A study in 2011 showed that seat-belted female drivers had a 47% higher chance of serious injuries than a belted male driver in comparable collisions. This was due to the lack of female crash-test dummies. For the 2011 Sienna vehicle, the federal government replaced averaged sized male dummies with average sized female dummies to test the discrepancy. They found that, “when the 2011 Sienna was slammed into a barrier at 35 mph, the female dummy in the front passenger seat registered a 20 to 40 percent risk of being killed or seriously injured, according to the test data. The average for that class of vehicle is 15 percent.” The difference in statistics was even greater for minor injuries. (Washington Post, 2012)

Discrimination may be as subtle as inappropriate auto-completes for “why are women….,” or as life-altering as the under-diagnosis of diabetes in Asian Americans.

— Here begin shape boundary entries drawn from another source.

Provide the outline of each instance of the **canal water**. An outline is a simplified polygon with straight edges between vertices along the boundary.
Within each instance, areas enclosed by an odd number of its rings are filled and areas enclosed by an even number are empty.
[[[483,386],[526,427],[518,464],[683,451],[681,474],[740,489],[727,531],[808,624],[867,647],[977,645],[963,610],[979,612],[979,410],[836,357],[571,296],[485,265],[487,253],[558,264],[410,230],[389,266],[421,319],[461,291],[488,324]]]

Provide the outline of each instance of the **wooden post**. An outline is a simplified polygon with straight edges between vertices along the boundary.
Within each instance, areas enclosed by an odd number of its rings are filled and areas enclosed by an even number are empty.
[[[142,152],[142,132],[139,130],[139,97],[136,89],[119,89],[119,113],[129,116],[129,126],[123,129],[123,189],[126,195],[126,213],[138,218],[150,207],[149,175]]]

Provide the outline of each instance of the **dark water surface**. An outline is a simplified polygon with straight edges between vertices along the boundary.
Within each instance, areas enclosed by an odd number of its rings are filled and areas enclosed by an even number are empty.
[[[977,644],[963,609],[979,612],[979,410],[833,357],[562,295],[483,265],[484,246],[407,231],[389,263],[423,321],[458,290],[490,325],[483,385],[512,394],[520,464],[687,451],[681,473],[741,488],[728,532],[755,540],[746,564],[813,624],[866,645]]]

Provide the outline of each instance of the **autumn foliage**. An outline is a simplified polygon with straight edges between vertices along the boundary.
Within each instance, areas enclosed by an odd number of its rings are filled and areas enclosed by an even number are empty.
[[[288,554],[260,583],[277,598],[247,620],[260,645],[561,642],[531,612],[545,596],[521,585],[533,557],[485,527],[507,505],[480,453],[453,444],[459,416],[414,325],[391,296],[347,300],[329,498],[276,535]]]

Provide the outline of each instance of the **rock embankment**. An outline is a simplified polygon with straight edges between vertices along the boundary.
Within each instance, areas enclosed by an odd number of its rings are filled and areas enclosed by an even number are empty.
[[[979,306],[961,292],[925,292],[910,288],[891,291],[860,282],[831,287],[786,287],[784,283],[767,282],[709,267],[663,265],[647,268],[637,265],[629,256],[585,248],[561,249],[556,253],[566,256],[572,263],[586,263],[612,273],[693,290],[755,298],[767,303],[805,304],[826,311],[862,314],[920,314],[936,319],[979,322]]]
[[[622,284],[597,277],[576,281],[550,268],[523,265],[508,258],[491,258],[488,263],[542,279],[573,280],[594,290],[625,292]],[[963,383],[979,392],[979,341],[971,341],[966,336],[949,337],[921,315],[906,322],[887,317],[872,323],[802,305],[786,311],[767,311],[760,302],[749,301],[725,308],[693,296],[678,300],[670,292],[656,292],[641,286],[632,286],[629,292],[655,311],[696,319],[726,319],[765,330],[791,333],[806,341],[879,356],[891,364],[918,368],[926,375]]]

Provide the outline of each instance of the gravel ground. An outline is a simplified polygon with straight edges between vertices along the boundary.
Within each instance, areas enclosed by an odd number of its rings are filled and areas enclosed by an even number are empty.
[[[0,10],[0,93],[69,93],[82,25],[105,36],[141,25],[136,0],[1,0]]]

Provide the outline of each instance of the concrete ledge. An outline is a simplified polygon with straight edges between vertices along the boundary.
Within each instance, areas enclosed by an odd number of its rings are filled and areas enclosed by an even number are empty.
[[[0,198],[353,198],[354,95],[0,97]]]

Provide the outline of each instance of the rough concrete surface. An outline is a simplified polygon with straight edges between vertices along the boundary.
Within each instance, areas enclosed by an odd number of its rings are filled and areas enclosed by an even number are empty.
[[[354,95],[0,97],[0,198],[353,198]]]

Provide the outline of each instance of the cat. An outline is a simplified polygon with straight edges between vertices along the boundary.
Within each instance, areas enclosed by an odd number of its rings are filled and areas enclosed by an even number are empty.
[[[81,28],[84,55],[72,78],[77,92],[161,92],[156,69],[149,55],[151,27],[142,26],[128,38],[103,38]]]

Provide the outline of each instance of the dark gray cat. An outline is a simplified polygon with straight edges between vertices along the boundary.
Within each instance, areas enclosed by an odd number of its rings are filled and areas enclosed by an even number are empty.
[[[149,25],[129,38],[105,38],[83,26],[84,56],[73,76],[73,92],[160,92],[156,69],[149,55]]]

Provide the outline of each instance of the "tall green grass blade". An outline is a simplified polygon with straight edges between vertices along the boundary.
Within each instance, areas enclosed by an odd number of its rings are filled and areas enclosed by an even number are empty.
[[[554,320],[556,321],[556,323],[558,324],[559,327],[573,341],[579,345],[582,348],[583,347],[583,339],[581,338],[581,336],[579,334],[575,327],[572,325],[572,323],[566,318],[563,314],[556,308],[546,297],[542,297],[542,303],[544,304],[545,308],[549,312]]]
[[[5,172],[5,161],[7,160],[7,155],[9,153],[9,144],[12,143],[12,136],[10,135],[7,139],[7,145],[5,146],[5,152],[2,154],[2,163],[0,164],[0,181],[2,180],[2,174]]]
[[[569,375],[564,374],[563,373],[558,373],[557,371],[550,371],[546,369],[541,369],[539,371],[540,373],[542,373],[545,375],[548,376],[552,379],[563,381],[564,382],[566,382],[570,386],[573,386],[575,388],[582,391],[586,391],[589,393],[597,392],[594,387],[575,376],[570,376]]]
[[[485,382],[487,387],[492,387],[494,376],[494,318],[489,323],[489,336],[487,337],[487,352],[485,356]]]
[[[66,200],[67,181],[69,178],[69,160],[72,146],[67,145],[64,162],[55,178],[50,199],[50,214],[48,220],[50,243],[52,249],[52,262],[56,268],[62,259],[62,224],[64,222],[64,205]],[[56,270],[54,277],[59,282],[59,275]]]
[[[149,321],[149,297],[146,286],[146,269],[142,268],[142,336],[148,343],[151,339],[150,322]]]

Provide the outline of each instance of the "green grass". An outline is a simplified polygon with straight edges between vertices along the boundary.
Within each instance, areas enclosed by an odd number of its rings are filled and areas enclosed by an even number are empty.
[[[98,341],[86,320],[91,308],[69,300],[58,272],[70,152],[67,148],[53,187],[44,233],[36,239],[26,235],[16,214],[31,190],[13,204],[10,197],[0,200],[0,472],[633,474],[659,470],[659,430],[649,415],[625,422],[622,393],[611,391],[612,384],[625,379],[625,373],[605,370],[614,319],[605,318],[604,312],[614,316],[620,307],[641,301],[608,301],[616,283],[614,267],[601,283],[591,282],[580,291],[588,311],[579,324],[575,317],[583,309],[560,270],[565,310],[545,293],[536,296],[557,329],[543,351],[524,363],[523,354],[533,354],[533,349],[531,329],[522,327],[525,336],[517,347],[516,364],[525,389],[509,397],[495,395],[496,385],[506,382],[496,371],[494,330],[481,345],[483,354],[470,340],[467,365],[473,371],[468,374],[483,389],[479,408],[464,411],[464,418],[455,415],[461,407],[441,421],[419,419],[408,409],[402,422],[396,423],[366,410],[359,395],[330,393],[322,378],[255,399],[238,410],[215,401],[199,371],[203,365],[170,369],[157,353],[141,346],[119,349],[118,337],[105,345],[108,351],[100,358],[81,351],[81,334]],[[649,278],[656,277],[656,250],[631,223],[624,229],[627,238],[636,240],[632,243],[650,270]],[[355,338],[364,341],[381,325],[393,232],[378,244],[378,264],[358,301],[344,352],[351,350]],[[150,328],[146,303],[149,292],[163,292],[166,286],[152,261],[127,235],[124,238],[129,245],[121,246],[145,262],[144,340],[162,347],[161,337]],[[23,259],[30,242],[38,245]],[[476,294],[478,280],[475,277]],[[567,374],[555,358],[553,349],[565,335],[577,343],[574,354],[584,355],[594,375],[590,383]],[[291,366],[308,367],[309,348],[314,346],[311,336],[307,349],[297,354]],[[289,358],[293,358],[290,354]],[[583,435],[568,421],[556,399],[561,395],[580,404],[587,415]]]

Anything driven by data, whether medical research or Artificial Intelligence should be thoughtfully and ethically driven by accurate representation. Just as a doctor ought not to knowingly misdiagnose a patient based off of race or gender, we should make our best attempts to build technologies that suit all people.

https://www.searchenginepeople.com/blog/google-autocomplete-fails.html

Augmenting Fairness instead of Automating Bias

Now that data driven practices are becoming wide-spread, here are 10 questions to keep in mind, when designing with data. These staple inquiries are analogously presented as the sections of a generic research paper, as data has been driving science for centuries.

  1. Abstract: What sort of prediction model are we building?
  2. Problem Statement: What problem are we trying to solve?
  3. Previous Work: How are we currently solving the problem?
  4. Methods: How will we collect data and build the model?
  5. Data Analysis: How do we debug and monitor good and fair data?
  6. Results: How will we measure and vet the success of the model?
  7. Discussion: Who are we helping and who benefits most?
  8. Limitations: How could this work be exploited or fall short?
  9. Conclusions: How will this technology be marketed and used?
  10. Future Work: How will this model be improved and maintained in the future?

Finally, here is a very cool interactive demo and visualization based off of a paper on Supervised Learning practices for Equal Opportunities: https://research.google.com/bigpicture/attacking-discrimination-in-ml/

As machine learning is increasingly used to make important decisions across core social domains, the work of ensuring that these decisions aren’t discriminatory becomes crucial.